HSC applied the Apprendi rule narrowly to
the 2003 sentencing. The
Sixth Amendment to the United States Constitution and Article I, Section 14 of
the Hawai'i Constitution require that any fact used to extend a sentence beyond
the statutory maximum is an element of the offense that must be proven beyond a
reasonable doubt and found by a jury. Apprendi, 530 U.S. at 494; Flubacher,
142 Hawai'i at 118-119, 414 P.3d at 170-171. However, prior convictions are an
exception to the Apprendi rule: “Other than the fact of a prior conviction,
any fact that increases the penalty for a crime beyond the prescribed statutory
maximum must be submitted to a jury, and proved beyond a reasonable doubt.” Apprendi,
530 U.S. at 490. See also State v. Maugaotega, 115 Hawai'i 432, 446 n.
15, 168 P.3d 562, 576 n. 15 (2007).
The HSC held that this prior-conviction exception
applied to Perry’s sentencing hearing in 2003. The jury did not need to find
that Perry was previously convicted of murder in the second degree.
Did the HSC apply the prior conviction exception
or did the jury find that Perry had been convicted? It is unclear whether the
prior-conviction exception even applied to Perry’s case. The HSC noted that
prior convictions “are different” and “float outside the constitutional ambit.”
But then it held that the simultaneous convictions meant that the jury did not
have do anything else. Perry was eligible to sentencing under HRS § 706-657.

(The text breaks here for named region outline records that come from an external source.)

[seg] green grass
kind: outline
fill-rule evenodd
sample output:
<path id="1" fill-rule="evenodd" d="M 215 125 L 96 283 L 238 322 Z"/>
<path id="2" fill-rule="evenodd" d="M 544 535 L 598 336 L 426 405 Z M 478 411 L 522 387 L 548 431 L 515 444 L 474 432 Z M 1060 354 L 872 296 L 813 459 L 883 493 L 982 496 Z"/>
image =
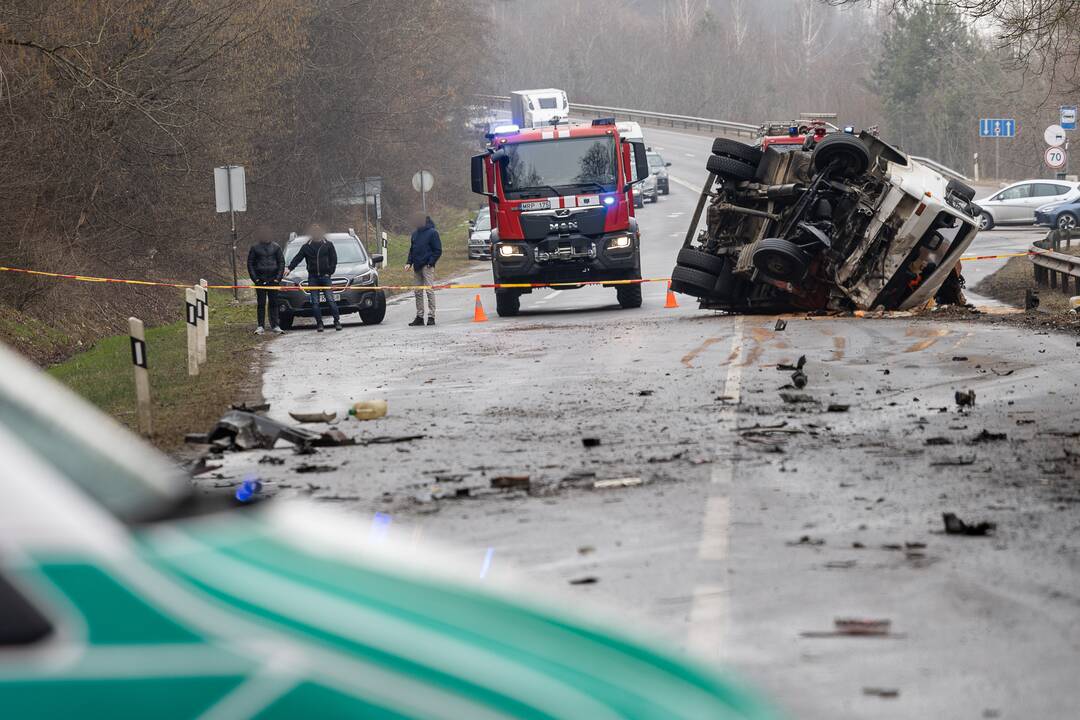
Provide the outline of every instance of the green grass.
<path id="1" fill-rule="evenodd" d="M 177 314 L 181 300 L 177 298 Z M 205 432 L 234 402 L 257 393 L 257 348 L 269 336 L 255 336 L 255 308 L 235 303 L 226 291 L 211 293 L 207 362 L 188 377 L 184 321 L 147 329 L 150 396 L 156 445 L 172 449 L 184 434 Z M 91 350 L 54 365 L 49 372 L 124 424 L 135 427 L 135 383 L 126 335 L 100 340 Z"/>

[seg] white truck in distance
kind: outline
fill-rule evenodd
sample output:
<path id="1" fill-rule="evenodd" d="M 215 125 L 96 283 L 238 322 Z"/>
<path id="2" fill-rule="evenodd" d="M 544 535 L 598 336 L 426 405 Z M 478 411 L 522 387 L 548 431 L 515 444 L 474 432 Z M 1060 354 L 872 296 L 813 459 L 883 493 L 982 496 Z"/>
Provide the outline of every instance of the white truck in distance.
<path id="1" fill-rule="evenodd" d="M 510 94 L 510 114 L 518 127 L 539 127 L 566 122 L 570 103 L 562 90 L 515 90 Z"/>

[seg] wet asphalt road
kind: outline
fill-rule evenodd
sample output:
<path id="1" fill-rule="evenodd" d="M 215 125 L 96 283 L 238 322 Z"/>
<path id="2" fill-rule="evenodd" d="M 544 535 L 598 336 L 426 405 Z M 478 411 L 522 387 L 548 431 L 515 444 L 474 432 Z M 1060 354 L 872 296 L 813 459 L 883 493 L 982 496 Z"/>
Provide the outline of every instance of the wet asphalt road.
<path id="1" fill-rule="evenodd" d="M 647 139 L 673 163 L 672 195 L 639 212 L 644 272 L 666 276 L 710 141 Z M 1032 235 L 995 231 L 973 252 Z M 233 454 L 224 476 L 257 472 L 271 493 L 337 502 L 360 522 L 390 514 L 459 546 L 477 574 L 490 551 L 492 571 L 724 663 L 791 717 L 1076 717 L 1075 339 L 985 320 L 794 316 L 778 332 L 774 317 L 686 297 L 664 309 L 660 284 L 642 310 L 619 310 L 611 289 L 540 290 L 508 320 L 487 291 L 491 320 L 473 324 L 473 295 L 442 293 L 433 328 L 405 326 L 408 298 L 380 327 L 269 345 L 271 415 L 380 397 L 387 418 L 339 426 L 423 439 Z M 804 354 L 809 384 L 787 403 L 777 365 Z M 967 389 L 976 405 L 960 411 Z M 298 474 L 305 463 L 330 470 Z M 529 493 L 489 489 L 516 475 Z M 621 478 L 643 484 L 593 488 Z M 943 512 L 997 533 L 945 535 Z M 801 635 L 837 617 L 888 619 L 895 637 Z"/>

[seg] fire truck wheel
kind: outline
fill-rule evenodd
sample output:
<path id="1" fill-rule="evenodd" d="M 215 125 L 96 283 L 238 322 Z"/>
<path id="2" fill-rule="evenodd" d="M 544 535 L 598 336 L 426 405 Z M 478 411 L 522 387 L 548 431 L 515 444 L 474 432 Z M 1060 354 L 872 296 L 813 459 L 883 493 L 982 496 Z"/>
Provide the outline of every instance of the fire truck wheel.
<path id="1" fill-rule="evenodd" d="M 724 272 L 724 266 L 727 263 L 727 260 L 711 253 L 696 250 L 692 247 L 684 247 L 678 252 L 678 259 L 675 263 L 684 268 L 693 268 L 694 270 L 707 272 L 710 275 L 718 276 Z"/>
<path id="2" fill-rule="evenodd" d="M 755 268 L 785 283 L 802 280 L 810 267 L 810 258 L 798 245 L 780 237 L 766 237 L 759 242 L 752 259 Z"/>
<path id="3" fill-rule="evenodd" d="M 623 310 L 642 307 L 640 285 L 616 285 L 615 293 Z"/>
<path id="4" fill-rule="evenodd" d="M 716 287 L 716 275 L 703 270 L 675 266 L 672 270 L 672 289 L 694 298 L 707 298 Z"/>
<path id="5" fill-rule="evenodd" d="M 495 311 L 499 317 L 513 317 L 522 310 L 522 296 L 515 290 L 495 291 Z"/>
<path id="6" fill-rule="evenodd" d="M 847 133 L 825 136 L 813 149 L 813 167 L 821 173 L 833 167 L 838 177 L 856 177 L 870 166 L 870 153 L 858 137 Z"/>
<path id="7" fill-rule="evenodd" d="M 726 180 L 753 180 L 757 175 L 757 165 L 750 165 L 742 160 L 726 155 L 711 155 L 705 163 L 705 169 Z"/>
<path id="8" fill-rule="evenodd" d="M 757 167 L 761 162 L 760 150 L 739 140 L 729 140 L 726 137 L 718 137 L 713 140 L 713 154 L 723 158 L 734 158 L 754 167 Z"/>

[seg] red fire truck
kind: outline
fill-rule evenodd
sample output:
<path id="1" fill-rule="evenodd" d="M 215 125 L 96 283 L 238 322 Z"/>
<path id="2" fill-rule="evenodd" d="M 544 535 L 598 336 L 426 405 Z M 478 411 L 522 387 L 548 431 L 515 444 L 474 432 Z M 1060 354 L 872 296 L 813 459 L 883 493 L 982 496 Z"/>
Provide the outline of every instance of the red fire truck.
<path id="1" fill-rule="evenodd" d="M 472 189 L 488 199 L 497 284 L 640 280 L 632 192 L 649 176 L 644 142 L 621 139 L 615 120 L 496 127 L 487 138 L 472 159 Z M 613 287 L 623 308 L 642 305 L 639 284 Z M 497 289 L 499 315 L 516 315 L 531 291 Z"/>

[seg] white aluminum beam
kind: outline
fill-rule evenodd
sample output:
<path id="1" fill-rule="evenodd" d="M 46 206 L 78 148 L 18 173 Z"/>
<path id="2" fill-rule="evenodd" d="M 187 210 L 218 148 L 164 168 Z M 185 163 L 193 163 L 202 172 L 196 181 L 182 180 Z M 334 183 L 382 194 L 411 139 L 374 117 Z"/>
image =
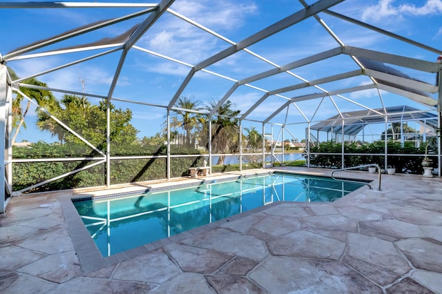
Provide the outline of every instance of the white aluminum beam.
<path id="1" fill-rule="evenodd" d="M 311 87 L 321 84 L 329 83 L 332 81 L 339 81 L 341 79 L 348 79 L 349 77 L 357 77 L 363 74 L 362 70 L 356 70 L 350 72 L 343 72 L 329 77 L 323 77 L 322 79 L 315 79 L 314 81 L 306 81 L 305 83 L 298 84 L 296 85 L 289 86 L 287 87 L 280 88 L 279 89 L 272 90 L 269 92 L 269 95 L 275 94 L 282 93 L 285 92 L 293 91 L 295 90 L 299 90 L 304 88 Z"/>
<path id="2" fill-rule="evenodd" d="M 265 119 L 263 121 L 263 123 L 265 123 L 265 124 L 268 123 L 269 121 L 270 121 L 270 119 L 273 118 L 276 115 L 278 115 L 282 110 L 284 110 L 284 108 L 287 107 L 291 102 L 298 102 L 298 101 L 300 101 L 309 100 L 309 99 L 316 99 L 316 98 L 321 98 L 321 97 L 326 97 L 326 96 L 336 95 L 343 94 L 343 93 L 349 93 L 349 92 L 352 92 L 363 91 L 363 90 L 365 90 L 372 89 L 372 88 L 376 88 L 375 85 L 374 85 L 374 84 L 368 84 L 368 85 L 358 86 L 356 86 L 356 87 L 348 88 L 346 88 L 346 89 L 336 90 L 334 90 L 334 91 L 329 91 L 329 92 L 327 92 L 314 93 L 314 94 L 309 94 L 309 95 L 296 97 L 292 98 L 291 100 L 287 101 L 282 106 L 281 106 L 279 108 L 278 108 L 278 110 L 276 110 L 274 112 L 273 112 L 271 115 L 270 115 L 270 116 L 269 116 L 267 119 Z"/>
<path id="3" fill-rule="evenodd" d="M 223 97 L 220 99 L 220 101 L 215 106 L 215 107 L 213 107 L 213 108 L 211 110 L 209 115 L 211 117 L 215 113 L 216 113 L 216 111 L 218 110 L 218 108 L 221 107 L 221 106 L 224 103 L 224 101 L 229 99 L 229 97 L 232 95 L 233 92 L 235 92 L 235 90 L 238 88 L 238 86 L 239 86 L 238 83 L 235 83 L 233 86 L 232 86 L 231 88 L 227 91 L 227 92 L 223 96 Z"/>
<path id="4" fill-rule="evenodd" d="M 169 108 L 170 109 L 175 104 L 176 101 L 178 99 L 178 97 L 180 97 L 184 88 L 189 84 L 190 80 L 191 79 L 195 72 L 201 70 L 206 68 L 207 66 L 215 63 L 215 62 L 228 57 L 229 56 L 237 52 L 238 51 L 243 50 L 256 42 L 258 42 L 273 34 L 276 34 L 278 32 L 280 32 L 280 30 L 282 30 L 291 26 L 293 26 L 295 23 L 307 19 L 311 15 L 318 13 L 325 9 L 337 4 L 338 3 L 342 2 L 344 0 L 320 0 L 309 6 L 308 8 L 304 8 L 298 11 L 298 12 L 289 15 L 289 17 L 273 23 L 273 25 L 265 28 L 264 30 L 262 30 L 257 33 L 252 35 L 248 38 L 246 38 L 245 39 L 241 41 L 238 43 L 232 45 L 229 48 L 215 54 L 215 55 L 211 56 L 207 59 L 195 65 L 191 70 L 189 75 L 186 77 L 186 79 L 182 82 L 182 84 L 180 86 L 180 88 L 173 96 L 173 98 L 169 105 Z"/>
<path id="5" fill-rule="evenodd" d="M 155 11 L 150 14 L 149 16 L 146 19 L 137 29 L 132 33 L 131 37 L 128 40 L 126 41 L 124 45 L 123 52 L 122 53 L 122 56 L 119 59 L 119 61 L 118 62 L 118 66 L 117 66 L 117 70 L 115 70 L 115 73 L 113 76 L 113 79 L 112 83 L 110 84 L 110 87 L 109 88 L 109 92 L 108 94 L 108 99 L 110 100 L 113 95 L 113 91 L 115 89 L 115 86 L 117 85 L 117 82 L 118 81 L 118 78 L 119 77 L 119 74 L 121 73 L 122 68 L 123 68 L 123 65 L 124 64 L 124 61 L 126 60 L 126 57 L 127 55 L 127 52 L 128 50 L 135 45 L 135 43 L 142 37 L 143 34 L 147 31 L 147 30 L 151 28 L 155 22 L 158 20 L 160 17 L 162 15 L 163 13 L 167 10 L 167 8 L 173 3 L 174 0 L 162 0 L 158 5 L 155 7 Z"/>
<path id="6" fill-rule="evenodd" d="M 269 77 L 270 76 L 272 76 L 280 72 L 284 72 L 287 70 L 292 70 L 294 68 L 299 68 L 300 66 L 313 63 L 314 62 L 326 59 L 327 58 L 329 58 L 334 56 L 339 55 L 340 54 L 342 54 L 342 52 L 343 52 L 343 49 L 341 47 L 338 47 L 336 48 L 328 50 L 327 51 L 324 51 L 320 53 L 318 53 L 314 55 L 311 55 L 308 57 L 303 58 L 296 61 L 291 62 L 290 63 L 286 64 L 285 66 L 282 66 L 280 68 L 273 68 L 273 69 L 265 71 L 264 72 L 261 72 L 258 75 L 249 77 L 247 78 L 245 78 L 239 81 L 239 83 L 240 85 L 244 84 L 251 83 L 252 81 L 258 81 L 258 79 L 262 79 L 265 77 Z"/>
<path id="7" fill-rule="evenodd" d="M 148 10 L 145 10 L 141 12 L 135 12 L 135 13 L 133 13 L 131 14 L 128 14 L 126 16 L 122 17 L 117 17 L 116 19 L 110 19 L 109 21 L 102 21 L 100 22 L 99 23 L 94 23 L 90 26 L 86 27 L 86 28 L 79 28 L 78 30 L 75 30 L 74 31 L 72 32 L 68 32 L 66 34 L 63 34 L 59 36 L 55 36 L 53 38 L 47 39 L 47 40 L 44 40 L 41 41 L 40 42 L 38 43 L 35 43 L 34 44 L 32 44 L 30 46 L 28 46 L 27 47 L 24 47 L 22 48 L 21 49 L 19 49 L 16 51 L 12 51 L 10 53 L 6 54 L 6 55 L 3 56 L 3 60 L 9 60 L 11 58 L 15 57 L 19 55 L 21 55 L 26 53 L 28 53 L 28 52 L 30 51 L 33 51 L 35 50 L 37 50 L 52 44 L 54 44 L 55 43 L 58 43 L 59 41 L 64 41 L 64 40 L 66 40 L 68 39 L 70 39 L 73 38 L 74 37 L 77 37 L 79 36 L 80 35 L 83 35 L 85 34 L 86 32 L 92 32 L 93 30 L 98 30 L 99 28 L 104 28 L 108 26 L 110 26 L 115 23 L 117 23 L 130 19 L 133 19 L 134 17 L 138 17 L 141 15 L 144 15 L 146 14 L 146 13 L 149 13 L 151 12 L 152 11 L 153 11 L 155 10 L 155 8 L 150 8 Z"/>
<path id="8" fill-rule="evenodd" d="M 8 77 L 8 68 L 6 66 L 0 64 L 0 150 L 1 150 L 1 155 L 0 155 L 0 213 L 3 213 L 6 208 L 6 193 L 5 189 L 7 186 L 7 179 L 6 178 L 6 162 L 7 158 L 5 158 L 5 155 L 7 154 L 6 148 L 8 148 L 8 144 L 6 138 L 8 134 L 6 133 L 6 120 L 8 116 L 8 108 L 6 107 L 7 93 L 8 93 L 8 83 L 6 81 Z"/>
<path id="9" fill-rule="evenodd" d="M 442 69 L 442 66 L 435 62 L 425 61 L 415 58 L 394 55 L 379 51 L 362 49 L 357 47 L 345 46 L 343 48 L 343 53 L 427 72 L 434 73 Z"/>
<path id="10" fill-rule="evenodd" d="M 433 52 L 434 52 L 436 54 L 439 54 L 439 55 L 442 55 L 442 50 L 441 50 L 440 49 L 436 49 L 436 48 L 434 48 L 433 47 L 430 47 L 429 46 L 427 46 L 425 44 L 423 44 L 422 43 L 419 43 L 419 42 L 417 42 L 416 41 L 413 41 L 413 40 L 412 40 L 410 39 L 405 38 L 403 36 L 401 36 L 399 35 L 394 34 L 394 32 L 392 32 L 388 31 L 388 30 L 383 30 L 383 29 L 381 29 L 380 28 L 378 28 L 378 27 L 376 27 L 374 26 L 372 26 L 372 25 L 368 24 L 367 23 L 358 21 L 357 19 L 352 19 L 352 18 L 349 17 L 347 17 L 346 15 L 343 15 L 343 14 L 339 14 L 338 12 L 335 12 L 334 11 L 329 10 L 325 10 L 323 11 L 323 12 L 327 13 L 327 14 L 332 15 L 334 17 L 338 17 L 339 19 L 345 20 L 347 21 L 357 24 L 358 26 L 361 26 L 362 27 L 367 28 L 368 28 L 369 30 L 374 30 L 375 32 L 380 32 L 380 33 L 381 33 L 383 35 L 385 35 L 388 36 L 388 37 L 391 37 L 396 39 L 398 39 L 399 41 L 402 41 L 403 42 L 408 43 L 414 45 L 414 46 L 415 46 L 416 47 L 419 47 L 421 48 L 427 50 L 428 51 Z"/>
<path id="11" fill-rule="evenodd" d="M 26 192 L 26 191 L 28 191 L 29 190 L 33 189 L 34 188 L 37 188 L 37 187 L 39 187 L 40 186 L 46 185 L 46 184 L 50 183 L 51 182 L 56 181 L 56 180 L 57 180 L 59 179 L 62 179 L 62 178 L 64 178 L 65 177 L 67 177 L 68 175 L 74 175 L 75 173 L 77 173 L 82 171 L 82 170 L 86 170 L 88 168 L 92 168 L 93 166 L 97 166 L 98 164 L 103 164 L 104 162 L 106 162 L 106 160 L 100 160 L 99 161 L 94 162 L 93 164 L 89 164 L 89 165 L 86 166 L 83 166 L 82 168 L 77 168 L 77 169 L 74 170 L 73 171 L 70 171 L 69 173 L 64 173 L 63 175 L 59 175 L 57 177 L 52 177 L 52 179 L 50 179 L 41 182 L 40 183 L 36 184 L 35 185 L 30 186 L 29 187 L 26 187 L 26 188 L 23 188 L 23 189 L 21 189 L 21 190 L 20 190 L 19 191 L 13 192 L 12 195 L 14 196 L 18 196 L 18 195 L 22 194 L 23 192 Z"/>
<path id="12" fill-rule="evenodd" d="M 264 100 L 267 99 L 268 97 L 269 97 L 269 92 L 264 94 L 262 97 L 261 97 L 261 98 L 260 98 L 260 99 L 258 100 L 256 103 L 255 103 L 255 104 L 253 104 L 251 107 L 250 107 L 247 110 L 247 111 L 246 111 L 242 114 L 242 115 L 241 116 L 241 120 L 244 119 L 247 116 L 249 116 L 249 115 L 250 115 L 250 113 L 252 111 L 253 111 L 255 108 L 256 108 L 260 104 L 261 104 L 261 103 L 262 103 Z"/>
<path id="13" fill-rule="evenodd" d="M 84 92 L 77 92 L 77 91 L 69 91 L 67 90 L 61 90 L 61 89 L 56 89 L 55 88 L 50 88 L 50 87 L 42 87 L 41 86 L 36 86 L 36 85 L 29 85 L 28 84 L 23 84 L 23 83 L 13 83 L 14 86 L 17 86 L 18 87 L 23 87 L 23 88 L 30 88 L 32 89 L 40 89 L 40 90 L 47 90 L 48 91 L 51 91 L 51 92 L 58 92 L 60 93 L 66 93 L 66 94 L 73 94 L 75 95 L 79 95 L 79 96 L 86 96 L 86 97 L 93 97 L 93 98 L 99 98 L 99 99 L 106 99 L 106 96 L 103 96 L 103 95 L 97 95 L 95 94 L 90 94 L 90 93 L 85 93 Z"/>
<path id="14" fill-rule="evenodd" d="M 51 115 L 48 110 L 46 110 L 46 109 L 44 109 L 44 108 L 42 108 L 41 106 L 40 106 L 39 105 L 38 105 L 37 103 L 35 103 L 35 101 L 34 101 L 34 100 L 32 100 L 32 99 L 30 99 L 30 97 L 28 97 L 26 94 L 24 94 L 23 92 L 21 92 L 19 89 L 14 89 L 14 90 L 15 92 L 17 92 L 17 93 L 20 94 L 21 96 L 23 96 L 23 97 L 25 97 L 27 100 L 28 100 L 30 103 L 32 103 L 32 104 L 34 104 L 36 107 L 37 107 L 38 108 L 39 108 L 41 111 L 43 111 L 44 112 L 45 112 L 46 115 L 48 115 L 48 116 L 49 116 L 49 117 L 50 117 L 51 119 L 54 119 L 55 121 L 57 121 L 60 126 L 61 126 L 63 128 L 66 128 L 66 130 L 68 130 L 69 132 L 70 132 L 72 134 L 73 134 L 75 137 L 77 137 L 77 138 L 79 138 L 80 140 L 83 141 L 84 143 L 86 143 L 89 147 L 92 148 L 93 150 L 95 150 L 95 151 L 97 151 L 98 153 L 101 154 L 103 156 L 105 156 L 104 153 L 103 153 L 103 152 L 102 152 L 102 150 L 100 150 L 99 149 L 98 149 L 97 147 L 95 147 L 95 146 L 93 146 L 93 144 L 91 144 L 88 140 L 86 140 L 86 139 L 84 139 L 83 137 L 80 136 L 77 132 L 75 132 L 75 130 L 73 130 L 72 128 L 69 128 L 68 126 L 66 126 L 63 121 L 60 121 L 59 119 L 57 119 L 57 117 L 55 117 L 55 116 L 53 116 L 52 115 Z"/>
<path id="15" fill-rule="evenodd" d="M 385 85 L 381 83 L 378 84 L 377 88 L 381 90 L 384 90 L 387 92 L 390 92 L 407 98 L 410 98 L 410 99 L 420 103 L 421 104 L 423 104 L 425 106 L 436 107 L 437 106 L 437 100 L 428 96 L 420 95 L 419 94 L 413 93 L 412 92 L 399 89 L 398 88 L 394 88 L 391 86 Z"/>
<path id="16" fill-rule="evenodd" d="M 97 2 L 0 2 L 0 8 L 131 8 L 155 7 L 149 3 L 97 3 Z"/>
<path id="17" fill-rule="evenodd" d="M 376 79 L 390 81 L 393 84 L 401 85 L 403 87 L 412 88 L 418 91 L 427 92 L 433 94 L 439 92 L 439 87 L 423 81 L 407 79 L 405 77 L 398 77 L 394 75 L 390 75 L 368 68 L 364 70 L 363 73 L 365 75 L 374 77 Z"/>
<path id="18" fill-rule="evenodd" d="M 30 59 L 32 58 L 38 58 L 38 57 L 46 57 L 47 56 L 52 55 L 61 55 L 62 54 L 69 54 L 69 53 L 75 53 L 77 52 L 84 52 L 84 51 L 90 51 L 93 50 L 100 50 L 100 49 L 107 49 L 109 48 L 117 47 L 118 49 L 122 49 L 124 43 L 115 43 L 113 44 L 107 44 L 107 45 L 99 45 L 96 46 L 88 46 L 88 47 L 81 47 L 72 49 L 64 49 L 64 50 L 58 50 L 54 51 L 46 51 L 42 52 L 41 53 L 35 53 L 35 54 L 28 54 L 26 55 L 20 55 L 15 57 L 12 57 L 9 59 L 9 61 L 12 60 L 23 60 L 23 59 Z"/>
<path id="19" fill-rule="evenodd" d="M 193 77 L 195 72 L 195 67 L 193 67 L 187 74 L 187 76 L 186 76 L 186 79 L 184 79 L 183 82 L 180 86 L 180 88 L 178 88 L 178 90 L 175 93 L 175 95 L 173 95 L 173 97 L 169 102 L 169 106 L 167 106 L 167 109 L 169 110 L 172 109 L 172 107 L 173 107 L 177 100 L 178 100 L 178 98 L 180 98 L 180 95 L 181 95 L 181 93 L 182 93 L 182 91 L 184 90 L 184 88 L 189 83 L 189 81 L 191 81 L 191 79 L 192 79 L 192 77 Z"/>
<path id="20" fill-rule="evenodd" d="M 86 61 L 90 60 L 90 59 L 93 59 L 94 58 L 99 57 L 101 56 L 104 56 L 104 55 L 108 55 L 108 54 L 110 54 L 110 53 L 113 53 L 113 52 L 114 52 L 115 51 L 117 51 L 119 50 L 121 50 L 121 49 L 122 49 L 121 48 L 114 48 L 114 49 L 106 51 L 106 52 L 98 53 L 98 54 L 93 55 L 93 56 L 90 56 L 88 57 L 86 57 L 86 58 L 83 58 L 81 59 L 76 60 L 75 61 L 72 61 L 72 62 L 70 62 L 68 63 L 63 64 L 63 65 L 57 66 L 56 68 L 50 68 L 50 69 L 44 70 L 43 72 L 37 72 L 36 74 L 31 75 L 30 76 L 28 76 L 28 77 L 23 77 L 23 78 L 17 79 L 15 81 L 13 81 L 13 83 L 17 83 L 17 82 L 26 81 L 26 80 L 31 79 L 32 77 L 38 77 L 38 76 L 40 76 L 40 75 L 46 75 L 47 73 L 52 72 L 54 72 L 54 71 L 56 71 L 56 70 L 61 70 L 61 69 L 63 69 L 63 68 L 67 68 L 67 67 L 69 67 L 69 66 L 75 66 L 75 64 L 81 63 L 82 63 L 84 61 Z"/>
<path id="21" fill-rule="evenodd" d="M 291 15 L 272 24 L 270 26 L 262 30 L 251 36 L 246 38 L 245 39 L 240 41 L 236 46 L 232 46 L 219 53 L 209 57 L 202 62 L 195 66 L 195 70 L 200 70 L 202 68 L 206 68 L 211 64 L 215 63 L 224 58 L 231 55 L 232 54 L 240 51 L 244 48 L 246 48 L 256 42 L 258 42 L 268 37 L 271 36 L 295 23 L 307 19 L 311 15 L 320 12 L 321 11 L 327 9 L 344 0 L 320 0 L 310 5 L 307 8 L 304 8 L 299 10 L 297 12 L 294 13 Z"/>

The prior conviction exception to Apprendi is
on shaky ground in Hawai'i (after 2015). The HSC appears to have applied the state
of the law regarding Apprendi and Maugaotega as it was in 2003.
Long after Perry’s sentencing, the HSC examined the prior-conviction exception
to Apprendi in the context of mandatory minimums in State v. Auld,
136 Hawai'i 244, 361 P.3d 471 (2015). There, it held that while the SCOTUS has
yet to get rid of the prior-convictions exception under the Sixth Amendment,
Article I, Section 14 of the Hawai'i Constitution requires the jury to “find
beyond a reasonable doubt that his or her prior convictions trigger the
imposition of a mandatory minimum term sentence[.]” State v. Auld, 136 Hawai'i
at 254, 361 P.3d at 481. It being a new rule, the HSC held that its ruling in Auld
was prospective only. It did not look backward to Auld’s own case and certainly
did not reach back to Perry. Id. at 256-257, 361 P.3d at 483-484.
Guilty verdicts for both counts constitute “previous convictions.” The HSC also rejected Perry’s argument that he was not previously convicted by virtue of the guilty verdicts. The term “previously convicted” in HRS § 706-657 means “a sentence imposed at the same time or a sentence previously imposed which has not been set aside, reversed, or vacated.” Id. The intent is to give life without parole when the defendant commits more than one murder. Commentary to HRS § 706-657. The HSC affirmed the judgment of conviction.